Paulo was, of course, referring to the men that put House of Pininfarina on the map. The company was founded by Paulo’s grandfather, Battista Farina, who as the 10th of 11 children was nicknamed Pinin ('the baby'). Battista was apprenticed as a coachbuilder to his older brother Giovanni in the Stabilimenti Farina company, but in 1930 broke away and established his own company which he called Carrozzeria Pinin Farina (later Pininfarina). Paulo’s father Sergio, who graduated as an engineer in Turin in 1950, became managing director in 1961.

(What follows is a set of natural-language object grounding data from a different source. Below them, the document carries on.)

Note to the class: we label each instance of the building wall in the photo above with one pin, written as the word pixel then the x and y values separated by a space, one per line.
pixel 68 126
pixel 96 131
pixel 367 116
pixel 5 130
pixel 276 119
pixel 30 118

If a luxury brand requires heritage and an award-winning back catalog to build brand credentials, then Carrozzeria Pininfarina requires no introduction. Farina bodywork has regularly appeared on a multitude of car brands including Fiat, Maserati, Alfa Romeo, Peugeot, Rolls-Royce and Volvo. Most famously, the company defined Ferrari style from as early as 1952, but the company’s breakthrough moment came with the 1946 Cisitalia 202 GT car. It remains the only vehicle on permanent exhibition at the New York Museum of Modern Art.
Yet Pininfarina remains relevant. Any coachbuilder in the modern era that is can transform a Ferrari 458 costing $243,900 into a $4 million Ferrari Sergio has serious equity. It’s clear that Mahindra boss Anand Mahindra wants to tap into this enhanced design capability, while offering customers the latest leading battery technology from four years in Formula E.
The House of Pininfarina has always been known as a pioneer, from computer aided design and digital mapping in the 1960s, to building the first full-size wind tunnel in Italy in the 1970s. When it comes to producing vehicles – it manufactured the 124-based Fiat Spider from 1982 to 1985, as well as other models for Alfa Romeo, Ford and Mitsubishi in the 2000s – it’s been less successful, with mounting losses causing a company re-structure and the ultimate takeover from Mahinda in 2015. At the time, the deal was reported to be worth $170 million.
With design talent now merged with Mahindra finance, battery know-how and an ex-Audi strategy director, there is hope that the venture could succeed. The company showed off its HK GT concept at the Geneva show, a look at what the company will be able to do when it gets going. Motor1.com expects to hear an official announcement made at the Formula E race in Rome on April 14.